FINRA also plans to review how members are implementing the following new regulatory requirements that will become effective in 2018:

  • New FINRA Rule 2165, relating to financial exploitation of seniors and other vulnerable adults, which becomes effective February 5, 2018;
  • Revisions to FINRA Rule 4512 that require members to ask customers for information on a “trusted contact.”  This rule becomes effective on February 5, 2018;
  • FinCEN’s Customer Due Diligence Rule.  FINRA wants to ensure that its members are complying with the four components of due diligence by May 11, 2018;[5]
  • Revisions to FINRA Rule 2232, which governs members’ disclosure of mark-ups and mark-downs on confirmations.  These revisions are effective May 14, 2018;
  • Revisions in FINRA Rule 4210 to the margin requirements for covered agency transactions, which are effective June 25, 2018; and
  • FINRA’s Consolidated Registration Rules (i.e., Rules 1210-1240), which are effective October 1, 2018.  These rules significantly revise member’s qualification and registration requirements.

 

Tamara K. Salmon
Associate General Counsel

 

endnotes

[1] See 2018 Regulatory and Examination Priorities Letter, FINRA (January 8, 2016) (“FINRA’s Letter”), which is available at: http://www.finra.org/industry/2018-regulatory-and-examination-priorities-letter.  As you may know, the SEC’s National Examination Program, too, annually publishes the priorities for the SEC’s Office of Compliance Inspections and Examination.  As of the date of this memo, the NEP has not yet published its priorities.  We will let you know when they do.
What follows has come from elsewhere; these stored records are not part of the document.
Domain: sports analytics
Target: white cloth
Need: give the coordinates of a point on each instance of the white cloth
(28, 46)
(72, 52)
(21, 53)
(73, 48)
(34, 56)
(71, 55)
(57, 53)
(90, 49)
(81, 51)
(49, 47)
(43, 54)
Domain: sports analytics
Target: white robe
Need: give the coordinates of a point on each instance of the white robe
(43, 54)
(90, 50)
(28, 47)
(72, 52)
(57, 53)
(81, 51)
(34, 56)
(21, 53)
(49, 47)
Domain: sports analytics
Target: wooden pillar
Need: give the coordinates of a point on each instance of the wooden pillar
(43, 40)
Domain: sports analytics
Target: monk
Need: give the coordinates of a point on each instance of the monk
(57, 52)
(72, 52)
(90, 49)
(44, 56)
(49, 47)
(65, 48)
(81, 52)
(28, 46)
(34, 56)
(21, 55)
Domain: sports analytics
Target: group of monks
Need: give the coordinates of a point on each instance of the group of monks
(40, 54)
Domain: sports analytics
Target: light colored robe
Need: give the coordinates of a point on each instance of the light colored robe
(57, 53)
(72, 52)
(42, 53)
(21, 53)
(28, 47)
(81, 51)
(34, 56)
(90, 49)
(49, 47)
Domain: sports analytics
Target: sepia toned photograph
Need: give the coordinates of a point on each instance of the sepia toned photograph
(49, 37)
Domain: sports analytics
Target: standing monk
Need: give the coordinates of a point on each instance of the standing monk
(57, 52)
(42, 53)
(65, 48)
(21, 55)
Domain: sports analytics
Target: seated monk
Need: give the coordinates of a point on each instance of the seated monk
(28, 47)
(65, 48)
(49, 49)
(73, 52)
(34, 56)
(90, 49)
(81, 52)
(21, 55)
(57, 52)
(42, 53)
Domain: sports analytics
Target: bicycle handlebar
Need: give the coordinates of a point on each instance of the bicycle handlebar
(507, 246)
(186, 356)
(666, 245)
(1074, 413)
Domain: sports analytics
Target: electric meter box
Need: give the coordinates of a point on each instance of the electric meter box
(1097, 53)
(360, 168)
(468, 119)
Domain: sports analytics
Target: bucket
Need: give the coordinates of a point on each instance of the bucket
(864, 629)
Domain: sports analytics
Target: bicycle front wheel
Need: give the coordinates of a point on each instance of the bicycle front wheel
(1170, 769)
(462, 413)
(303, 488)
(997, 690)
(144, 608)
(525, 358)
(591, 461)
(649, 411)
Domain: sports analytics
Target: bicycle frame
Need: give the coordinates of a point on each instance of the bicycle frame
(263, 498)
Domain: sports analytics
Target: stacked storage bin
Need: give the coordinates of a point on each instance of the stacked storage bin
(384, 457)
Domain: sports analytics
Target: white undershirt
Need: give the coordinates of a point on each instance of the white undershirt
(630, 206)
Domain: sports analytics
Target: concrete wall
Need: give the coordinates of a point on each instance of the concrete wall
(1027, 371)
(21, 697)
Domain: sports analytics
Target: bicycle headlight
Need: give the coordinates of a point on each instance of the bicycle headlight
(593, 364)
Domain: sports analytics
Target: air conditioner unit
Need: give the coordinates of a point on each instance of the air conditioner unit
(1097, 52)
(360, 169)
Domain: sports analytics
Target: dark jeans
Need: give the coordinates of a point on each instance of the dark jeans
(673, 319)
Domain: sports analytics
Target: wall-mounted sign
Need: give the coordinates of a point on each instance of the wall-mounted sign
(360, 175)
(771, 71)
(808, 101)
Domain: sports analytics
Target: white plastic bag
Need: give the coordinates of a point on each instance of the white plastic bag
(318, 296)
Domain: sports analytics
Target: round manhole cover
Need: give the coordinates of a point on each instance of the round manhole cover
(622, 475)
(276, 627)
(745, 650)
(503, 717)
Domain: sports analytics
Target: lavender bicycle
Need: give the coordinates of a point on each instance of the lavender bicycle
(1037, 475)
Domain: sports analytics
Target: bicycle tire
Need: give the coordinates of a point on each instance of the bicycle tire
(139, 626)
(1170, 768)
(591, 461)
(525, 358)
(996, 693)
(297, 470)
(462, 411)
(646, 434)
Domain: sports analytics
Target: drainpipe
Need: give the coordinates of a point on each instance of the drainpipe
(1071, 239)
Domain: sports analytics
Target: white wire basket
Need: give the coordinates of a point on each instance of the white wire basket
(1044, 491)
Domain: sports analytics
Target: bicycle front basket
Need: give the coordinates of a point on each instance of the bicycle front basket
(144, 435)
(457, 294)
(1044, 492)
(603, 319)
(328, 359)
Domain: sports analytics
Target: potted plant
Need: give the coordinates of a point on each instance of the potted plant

[2] The issues Mr. Cook mentioned in his reflection include: FINRA360, which is FINRA’s comprehensive self-evaluation and organizational improvement initiative; consolidating FINRA’s enforcement function into a single unit; making FINRA’s Advisory Committees more transparent; new retrospective rule reviews; establishing Innovation Outreach to foster an ongoing dialogue with the securities industry to help FINRA better understand technological innovations; implementing a risk-based examination framework; enhancing the training of examiners; making more tools and information available to members to help them with their compliance efforts; and publishing an Examination Findings Report to share information with members about FINRA’s examination programs.

[3] These five areas are fraud, high-risk firms and brokers, operational and financial risks, sales practice risks, and market integrity. 

[4] FINRA published an Examination Findings Report on “Product Suitability” in December 2017.  This Report, which summarized issues relating to suitability that FINRA’s examiners found when examining members, is available on FINRA’s website at: http://www.finra.org/industry/2017-report-exam-findings/product-suitability.  This Report included the following: 

“FINRA identified instances in which customers were advised to roll their UIT investments over early, and firms did not have appropriate supervisory mechanisms in place to identify and review the suitability of the recommendation.”

“Some firms FINRA reviewed failed to adequately identify short-term UIT trading activity as an area of potential abuse by registered representatives, and did not implement adequate internal controls to identify potentially problematic UIT trading activity.”

“FINRA observed situations where firms: (1) recommended a higher-fee share class without a reasonable basis to believe that the recommendation was suitable or (2) recommended a complex product without a reasonable basis to believe the product was suitable in light of the customer’s risk tolerance and investment time horizon. At one firm, for example, FINRA observed that, in a sample of short-term surrender variable annuity transactions, over 50 percent of customers had a long-term investment time horizon.”

[5]  The four areas of due diligence are: (1) customer identification and verification; (2) beneficial ownership identification and verification; (3) understanding the nature and purpose of customer relationships; and (4) ongoing monitoring for reporting suspicious transactions and, on a risk basis, maintaining and updating customer information.